Let start with MetricSink
Here is sample of metrics sink set in default namespace and sending metrics into splunk:
apiVersion: pksapi.io/v1beta1
kind: MetricSink
metadata:
name: MyMetricSink
namespace: default
spec:
inputs:
outputs:
- data_format: splunkmetric
headers:
Authorization: Splunk c797b318-...-78f2f4a3fb94
Content-Type: application/json
insecure_skip_verify: true
method: POST
splunkmetric_hec_routing: true
type: http
url: https://SPLUNKFQDN:8088/services/collector
Once this is applied a new telegraf-MyMetricSink deployment is started in the specified namespace, together with configmap containing defined inputs and outputs from the MetricSink. At this point the metrics is ready to collect pod app details, in order to instruct telegraf to collect the needed metrics we have to apply annotations to our pods/deployment to specify location and port from where the metrics to be scraped:
The example contains annotations defined for nginx deployment which exposes app metrics on port 9913 :
apiVersion: apps/v1
kind: Deployment
metadata:
namespace: default
name: nginx-deployment
spec:
replicas: 1
selector:
matchLabels:
app: nginx-server
template:
metadata:
annotations:
prometheus.io/path: "/metrics"
prometheus.io/scrape: "true"
prometheus.io/port: "9913"
labels:
app: nginx-server
spec:
containers:
- name: nginx-demo
image:nginx-vts-exporter
imagePullPolicy: Always
resources:
limits:
cpu: 250m
requests:
cpu: 20m
ports:
- containerPort: 80
name: http
- containerPort: 9913
name: metrics
The defined annotation will be found by telegraf and it will automatically start collecting metrics from the specified address:port.
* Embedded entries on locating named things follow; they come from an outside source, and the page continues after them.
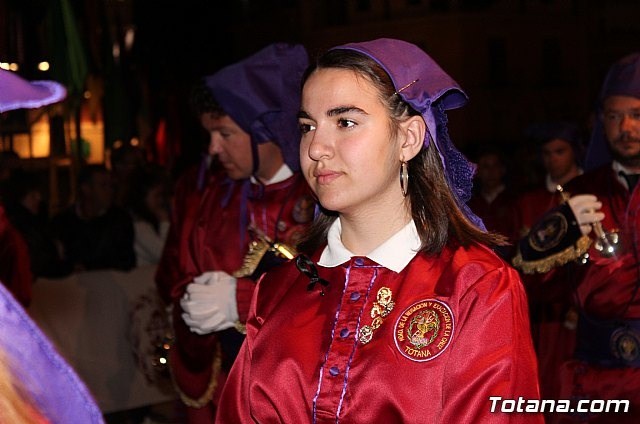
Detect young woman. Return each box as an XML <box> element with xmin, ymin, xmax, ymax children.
<box><xmin>217</xmin><ymin>39</ymin><xmax>542</xmax><ymax>423</ymax></box>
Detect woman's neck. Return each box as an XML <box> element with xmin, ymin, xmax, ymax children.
<box><xmin>340</xmin><ymin>205</ymin><xmax>411</xmax><ymax>256</ymax></box>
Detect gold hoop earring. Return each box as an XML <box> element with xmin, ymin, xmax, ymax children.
<box><xmin>400</xmin><ymin>161</ymin><xmax>409</xmax><ymax>197</ymax></box>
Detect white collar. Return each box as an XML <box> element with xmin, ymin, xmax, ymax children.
<box><xmin>318</xmin><ymin>218</ymin><xmax>422</xmax><ymax>272</ymax></box>
<box><xmin>251</xmin><ymin>163</ymin><xmax>293</xmax><ymax>185</ymax></box>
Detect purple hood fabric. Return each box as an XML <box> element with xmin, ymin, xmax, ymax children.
<box><xmin>0</xmin><ymin>283</ymin><xmax>104</xmax><ymax>424</ymax></box>
<box><xmin>0</xmin><ymin>69</ymin><xmax>67</xmax><ymax>113</ymax></box>
<box><xmin>585</xmin><ymin>53</ymin><xmax>640</xmax><ymax>170</ymax></box>
<box><xmin>205</xmin><ymin>43</ymin><xmax>309</xmax><ymax>171</ymax></box>
<box><xmin>333</xmin><ymin>38</ymin><xmax>485</xmax><ymax>229</ymax></box>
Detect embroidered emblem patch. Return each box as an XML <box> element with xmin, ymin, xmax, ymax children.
<box><xmin>394</xmin><ymin>299</ymin><xmax>454</xmax><ymax>362</ymax></box>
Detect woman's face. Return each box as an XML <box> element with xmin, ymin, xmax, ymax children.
<box><xmin>299</xmin><ymin>69</ymin><xmax>403</xmax><ymax>215</ymax></box>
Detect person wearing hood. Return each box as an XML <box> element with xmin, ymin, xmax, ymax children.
<box><xmin>217</xmin><ymin>39</ymin><xmax>542</xmax><ymax>423</ymax></box>
<box><xmin>160</xmin><ymin>43</ymin><xmax>315</xmax><ymax>423</ymax></box>
<box><xmin>515</xmin><ymin>53</ymin><xmax>640</xmax><ymax>423</ymax></box>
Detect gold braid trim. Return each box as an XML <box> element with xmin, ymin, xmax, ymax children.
<box><xmin>511</xmin><ymin>235</ymin><xmax>592</xmax><ymax>274</ymax></box>
<box><xmin>169</xmin><ymin>343</ymin><xmax>222</xmax><ymax>408</ymax></box>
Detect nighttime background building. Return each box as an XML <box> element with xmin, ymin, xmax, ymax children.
<box><xmin>0</xmin><ymin>0</ymin><xmax>640</xmax><ymax>210</ymax></box>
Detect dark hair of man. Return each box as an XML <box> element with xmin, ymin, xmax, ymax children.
<box><xmin>190</xmin><ymin>79</ymin><xmax>227</xmax><ymax>117</ymax></box>
<box><xmin>298</xmin><ymin>50</ymin><xmax>505</xmax><ymax>254</ymax></box>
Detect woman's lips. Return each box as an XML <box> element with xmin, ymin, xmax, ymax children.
<box><xmin>314</xmin><ymin>171</ymin><xmax>342</xmax><ymax>185</ymax></box>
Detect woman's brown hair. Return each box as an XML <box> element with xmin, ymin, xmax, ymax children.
<box><xmin>298</xmin><ymin>49</ymin><xmax>506</xmax><ymax>254</ymax></box>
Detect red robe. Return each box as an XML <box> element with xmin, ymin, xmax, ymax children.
<box><xmin>155</xmin><ymin>164</ymin><xmax>210</xmax><ymax>304</ymax></box>
<box><xmin>171</xmin><ymin>174</ymin><xmax>315</xmax><ymax>423</ymax></box>
<box><xmin>217</xmin><ymin>242</ymin><xmax>542</xmax><ymax>423</ymax></box>
<box><xmin>560</xmin><ymin>164</ymin><xmax>640</xmax><ymax>424</ymax></box>
<box><xmin>518</xmin><ymin>187</ymin><xmax>576</xmax><ymax>399</ymax></box>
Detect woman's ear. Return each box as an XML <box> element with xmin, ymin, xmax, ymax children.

in order to troubleshoot MetricsSink
1. follow the logs:
kubectl logs -n default telefraf-ID -f
and monitor for any issues like failed to connect or unauthorized messages
2. If you do not see errors in the logs further can confirm if telegraf is sending messages by logging into the worker running the pod and verifying with packet capture
ssh to worker, then monitor for SPLUNKFQDN and / or port 8088
tcpdump -n port 8088 and host SPLUNKFQDN(or IP)
Next is ClusterMetricSink, the definition would be similar please note there is no namespace defined.
apiVersion: pksapi.io/v1beta1
kind: ClusterMetricSink
metadata:
name: My-ClusterMetricsink
spec:
inputs:
outputs:
- data_format: splunkmetric
headers:
Authorization: Splunk c797b318-63f4-4dda-a928-78f2f4a3fb94
Content-Type: application/json
insecure_skip_verify: true
method: POST
splunkmetric_hec_routing: true
type: http
url: https://SPLUNKFQDN:8088/services/collector
Once this is applied, a configmap for telegraf is updated in pks-system namespace with provided inputs and outputs, in our case as we use default inputs telgraf will be configured to retrieve metrics from kubernetes.
ClusterMetricSink is using preprovisioned daemonset in namespace pks-system to scrape kubernetes statistics, these stats contains wide range from single pod to cluster utilization.
For troubleshooting purposes logs can be also checked on the telegraf pods as well as tcpdump can be analyzed to confirm the metrics is sent across.